Prise en main: Michi-Hiro Tamaï, envoyé spécial à Los Angeles


DAN GREENWALT, GAMES DIRECTOR chez Turn 10 l’avouait en 2007 lors de la sortie de Forza Motorsport 2 : son jeu de courses automobiles exclusif à la Xbox 360 a été pensé pour contrer les Gran Turismo de Polyphony Digital édités par Sony. Depuis lors, le cinquième volet de la simulation de course emblématique de la PlayStation 3 a quelque peu déçu, tandis que la nouvelle mouture de Forza se pare d’une couche de polish supplémentaire pour des visuels bluffant de réalisme. Un coude à coude plus serré que jamais.

Dans la hiérarchie des ingrédients nécessaires à la réalisation d’un bon jeu vidéo, des visuels léchés resteront toujours en retrait face au concept ludique intrinsèque. Si le gameplay prime donc sur les graphismes, dans un jeu de course, le centre de gravité des priorités se déplace, hissant la plastique au rang des artéfacts essentiels. Question de réalisme nécessaire à l’immersion de défis sur quatre roues. Avec ses vues cockpits hyperdétaillées, ses bolides aux transferts de masses jubilatoires en virages et ses courses capables de faire tourner 12 voitures simultanément sur un même circuit, Forza Motorsport 4 claque visuellement. Plus beau que Gran Turismo 5 ? “Je ne répondrai pas à cette question”, lance Alan Hartman, directeur de Turn 10.

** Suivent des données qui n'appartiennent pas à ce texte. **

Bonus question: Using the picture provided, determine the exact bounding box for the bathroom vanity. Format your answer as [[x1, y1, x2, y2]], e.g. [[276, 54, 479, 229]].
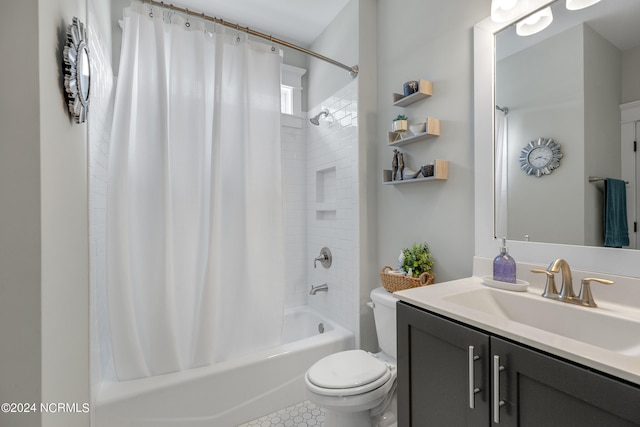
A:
[[394, 270, 640, 427]]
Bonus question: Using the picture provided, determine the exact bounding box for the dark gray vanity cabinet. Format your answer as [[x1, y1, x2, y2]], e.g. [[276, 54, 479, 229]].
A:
[[396, 303, 490, 427], [397, 302, 640, 427]]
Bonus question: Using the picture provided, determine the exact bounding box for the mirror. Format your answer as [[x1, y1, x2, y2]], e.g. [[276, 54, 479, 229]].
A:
[[63, 17, 91, 123], [494, 0, 640, 247], [473, 0, 640, 277]]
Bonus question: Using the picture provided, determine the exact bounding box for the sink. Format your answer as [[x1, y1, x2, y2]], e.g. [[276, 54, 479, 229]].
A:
[[442, 287, 640, 356]]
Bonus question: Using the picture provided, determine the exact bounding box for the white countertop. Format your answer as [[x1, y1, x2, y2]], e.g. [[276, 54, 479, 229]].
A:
[[394, 277, 640, 385]]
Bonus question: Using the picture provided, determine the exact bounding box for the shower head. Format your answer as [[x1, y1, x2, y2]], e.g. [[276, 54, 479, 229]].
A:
[[309, 110, 329, 126]]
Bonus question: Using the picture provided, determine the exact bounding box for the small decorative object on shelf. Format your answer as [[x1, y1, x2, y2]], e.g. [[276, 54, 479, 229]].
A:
[[402, 80, 420, 96], [393, 80, 433, 107], [391, 148, 400, 181], [380, 243, 434, 292], [393, 114, 408, 133]]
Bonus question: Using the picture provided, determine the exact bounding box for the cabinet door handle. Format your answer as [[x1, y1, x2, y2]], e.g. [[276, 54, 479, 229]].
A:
[[469, 345, 480, 409], [493, 355, 504, 424]]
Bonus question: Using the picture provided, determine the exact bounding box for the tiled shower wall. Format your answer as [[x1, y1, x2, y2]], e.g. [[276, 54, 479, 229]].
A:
[[306, 80, 360, 336]]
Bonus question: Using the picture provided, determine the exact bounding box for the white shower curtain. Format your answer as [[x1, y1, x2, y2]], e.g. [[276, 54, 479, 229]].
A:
[[494, 109, 509, 238], [107, 2, 284, 380]]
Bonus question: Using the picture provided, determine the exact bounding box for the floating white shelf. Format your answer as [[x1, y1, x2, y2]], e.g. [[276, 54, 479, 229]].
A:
[[388, 117, 440, 147], [382, 160, 449, 185], [393, 80, 433, 107]]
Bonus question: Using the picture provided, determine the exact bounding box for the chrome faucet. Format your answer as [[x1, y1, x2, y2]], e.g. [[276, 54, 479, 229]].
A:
[[547, 258, 576, 301], [531, 258, 614, 307], [309, 283, 329, 295], [313, 247, 332, 268]]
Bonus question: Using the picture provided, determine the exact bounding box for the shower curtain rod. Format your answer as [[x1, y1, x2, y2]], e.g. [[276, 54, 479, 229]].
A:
[[141, 0, 359, 78]]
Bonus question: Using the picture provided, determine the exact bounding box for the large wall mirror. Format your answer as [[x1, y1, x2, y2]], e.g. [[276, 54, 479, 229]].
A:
[[494, 0, 640, 248], [474, 0, 640, 276]]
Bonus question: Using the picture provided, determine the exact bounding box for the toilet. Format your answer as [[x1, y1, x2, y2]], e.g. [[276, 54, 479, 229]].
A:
[[305, 288, 398, 427]]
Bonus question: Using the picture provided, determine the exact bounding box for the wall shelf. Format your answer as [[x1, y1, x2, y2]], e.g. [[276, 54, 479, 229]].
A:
[[393, 80, 433, 107], [382, 160, 449, 185], [388, 117, 440, 147]]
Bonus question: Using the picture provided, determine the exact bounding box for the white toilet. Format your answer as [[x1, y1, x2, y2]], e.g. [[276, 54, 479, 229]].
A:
[[305, 288, 397, 427]]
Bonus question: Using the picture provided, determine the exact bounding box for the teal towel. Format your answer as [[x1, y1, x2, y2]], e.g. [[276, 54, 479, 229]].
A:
[[604, 178, 629, 248]]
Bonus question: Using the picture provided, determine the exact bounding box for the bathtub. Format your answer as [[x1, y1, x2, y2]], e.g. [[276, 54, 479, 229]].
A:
[[93, 306, 355, 427]]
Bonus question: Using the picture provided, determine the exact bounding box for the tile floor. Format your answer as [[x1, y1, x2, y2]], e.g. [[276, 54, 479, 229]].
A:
[[238, 400, 324, 427]]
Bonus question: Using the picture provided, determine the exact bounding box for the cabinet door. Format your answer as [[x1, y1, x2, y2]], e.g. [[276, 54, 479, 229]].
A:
[[397, 302, 490, 427], [491, 337, 640, 427]]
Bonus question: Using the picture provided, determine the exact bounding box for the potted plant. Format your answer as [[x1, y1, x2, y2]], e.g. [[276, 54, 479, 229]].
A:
[[400, 243, 433, 277], [393, 114, 409, 132]]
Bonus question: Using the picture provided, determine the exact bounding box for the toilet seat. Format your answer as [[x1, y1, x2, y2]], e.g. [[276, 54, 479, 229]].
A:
[[305, 350, 392, 396]]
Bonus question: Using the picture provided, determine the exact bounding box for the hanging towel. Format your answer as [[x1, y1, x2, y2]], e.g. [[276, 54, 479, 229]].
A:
[[604, 178, 629, 248]]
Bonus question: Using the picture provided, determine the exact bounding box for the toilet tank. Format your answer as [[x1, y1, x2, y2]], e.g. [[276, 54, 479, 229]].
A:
[[371, 288, 398, 359]]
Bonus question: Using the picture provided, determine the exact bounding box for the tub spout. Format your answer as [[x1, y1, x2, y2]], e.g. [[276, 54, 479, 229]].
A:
[[309, 283, 329, 295]]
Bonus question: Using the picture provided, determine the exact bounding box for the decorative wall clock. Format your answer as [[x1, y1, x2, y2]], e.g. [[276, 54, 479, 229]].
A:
[[520, 138, 562, 178], [63, 17, 91, 123]]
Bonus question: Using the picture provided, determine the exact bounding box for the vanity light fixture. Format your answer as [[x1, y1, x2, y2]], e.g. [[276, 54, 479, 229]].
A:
[[516, 7, 553, 36], [567, 0, 600, 10], [491, 0, 527, 22]]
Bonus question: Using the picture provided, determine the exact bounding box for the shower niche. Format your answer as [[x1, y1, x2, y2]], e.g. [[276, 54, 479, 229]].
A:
[[315, 166, 338, 220]]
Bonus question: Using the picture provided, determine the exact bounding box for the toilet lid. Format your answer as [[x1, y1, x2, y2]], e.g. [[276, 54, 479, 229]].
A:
[[307, 350, 389, 389]]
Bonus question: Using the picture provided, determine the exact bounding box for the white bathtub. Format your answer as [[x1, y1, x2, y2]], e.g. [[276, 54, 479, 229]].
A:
[[93, 306, 355, 427]]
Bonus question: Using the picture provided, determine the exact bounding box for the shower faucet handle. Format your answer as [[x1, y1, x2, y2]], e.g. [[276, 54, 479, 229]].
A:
[[313, 247, 333, 268]]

La réalisation visuelle détaillée du Forza nouveau permet donc d’ausculter chacun des 500 bolides du jeu jusqu’aux plus petits lettrages plaqués sur les carrosseries. Mais la Xbox 360, aujourd’hui en fin de vie, semble techniquement à bout de souffle face aux ambitions de cet opus. “Avoir une nouvelle Xbox entre les mains pour développer Forza 4 n’aurait pas forcément simplifié et amélioré les choses”, rectifie Hartman. “On travaille depuis cinq ans sur cette technologie que nous peaufinons au fil des éditions, notamment en matière d’éclairage. Si nous migrions vers une nouvelle console, adapter tous nos outils actuels pour ce nouveau support nous prendrait beaucoup de temps, deux ans au bas mot.”

Alfa Romeo Giulia Sprint GTA Stradale de 1965, Toyota Celica GT-FOUR (ST205) de 1994, Dodge Viper SRT10 ACR de 2008… Forza Motorsport 4 brasse tous les continents et toutes les époques en matière de modèles et de marques automobiles. Las ! L’absence d’indications techniques (notamment sur le nombre de chevaux) avant l’achat ou le gain (après une course remportée) de chaque voiture jure. Mais leurs améliorations techniques sont toujours au centre des débats dans le mode carrière. Une approche quasi encyclopédique qui est le fruit d’un équilibre commercial délicat avec les constructeurs automobiles et les fournisseurs de pièces détachées.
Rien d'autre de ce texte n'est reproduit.